Lyman, Clark and Corwin grinned at Casey as the Marine reddened slightly.
"Well," Casey said, "I thought I might be going nuts this morning until Miss Townsend called me. It was the longest four hours of my life."
"Be happy to be regarded as totally sane, Colonel," said Todd. "There are few men in this city of whom as much could be said with confidence."
"I took this rather unorthodox step," said Lyman, "because I wanted to settle all doubts at once. Jiggs may be mistaken in his analysis of recent events-that we'll find out-but he's produced it out of a sound mind. Now, I think the best way to proceed is to turn things over to Chris Todd. He's the prosecuting attorney, so to speak, and at least for this afternoon it's his show."
The Cabinet officer pulled black-framed spectacles from his breast pocket and reached into his portfolio for the yellow legal-length scratch pad.
"We all know Colonel Casey's story," Todd began, "but as I understand it, he is not aware of several things President Lyman mentioned to the rest of us."
Speaking to Casey, Todd told of General Rutkowski's call several months before; of Vice-President Gianelli's revelation that Prentice had suggested he spend the weekend in his ancestral village in Italy; of the FBI file on Harold MacPherson's extremist affiliations, and of Scott's insistence that Lyman fly from Camp David to Mount Thunder for the alert without accompanying newspapermen.
"If you'd known all that, Jiggs, you might have brought the Marines with you last night," quipped Clark.
"The Marines," said Todd coldly, "are reported to be with General Scott this week, Ray, or hadn't you heard?"
Casey looked at Lyman.

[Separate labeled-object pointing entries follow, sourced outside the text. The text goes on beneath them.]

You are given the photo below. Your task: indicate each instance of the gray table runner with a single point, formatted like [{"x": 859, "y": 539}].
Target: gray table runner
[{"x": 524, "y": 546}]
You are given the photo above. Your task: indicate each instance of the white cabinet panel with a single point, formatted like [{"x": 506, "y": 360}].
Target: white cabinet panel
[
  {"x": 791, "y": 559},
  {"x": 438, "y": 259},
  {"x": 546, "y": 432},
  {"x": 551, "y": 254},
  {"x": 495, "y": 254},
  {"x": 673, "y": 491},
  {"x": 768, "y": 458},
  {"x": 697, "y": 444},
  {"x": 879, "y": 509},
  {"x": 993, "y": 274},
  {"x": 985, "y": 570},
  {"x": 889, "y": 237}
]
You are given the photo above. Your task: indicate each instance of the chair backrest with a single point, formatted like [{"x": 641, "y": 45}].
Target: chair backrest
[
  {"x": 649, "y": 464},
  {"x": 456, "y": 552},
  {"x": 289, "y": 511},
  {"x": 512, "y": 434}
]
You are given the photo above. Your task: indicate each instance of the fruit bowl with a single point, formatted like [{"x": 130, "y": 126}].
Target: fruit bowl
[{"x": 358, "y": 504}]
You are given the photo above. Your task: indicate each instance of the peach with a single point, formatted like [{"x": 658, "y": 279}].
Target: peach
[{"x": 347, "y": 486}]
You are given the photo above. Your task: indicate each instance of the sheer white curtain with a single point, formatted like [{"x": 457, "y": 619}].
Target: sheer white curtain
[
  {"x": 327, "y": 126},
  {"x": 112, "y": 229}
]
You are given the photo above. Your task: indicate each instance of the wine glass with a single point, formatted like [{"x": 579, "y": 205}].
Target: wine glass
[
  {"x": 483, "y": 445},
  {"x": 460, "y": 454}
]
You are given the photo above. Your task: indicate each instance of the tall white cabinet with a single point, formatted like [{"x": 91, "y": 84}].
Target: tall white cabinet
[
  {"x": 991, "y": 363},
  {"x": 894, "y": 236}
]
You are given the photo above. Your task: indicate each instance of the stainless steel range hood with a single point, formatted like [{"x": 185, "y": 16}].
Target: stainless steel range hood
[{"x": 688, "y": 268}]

He was obviously anxious to say something, and the President nodded.
"You don't know it, Mr. Secretary," Casey said, "but General Scott urged me-no, ordered is more like it- to take a three-day leave this morning. I was home before noon."
"Any reason?" asked Todd.
"No, sir, not much. He just said I looked tired and ought to take some time off. Of course, he may have heard something from Murdock or one of the guards at Fort Myer."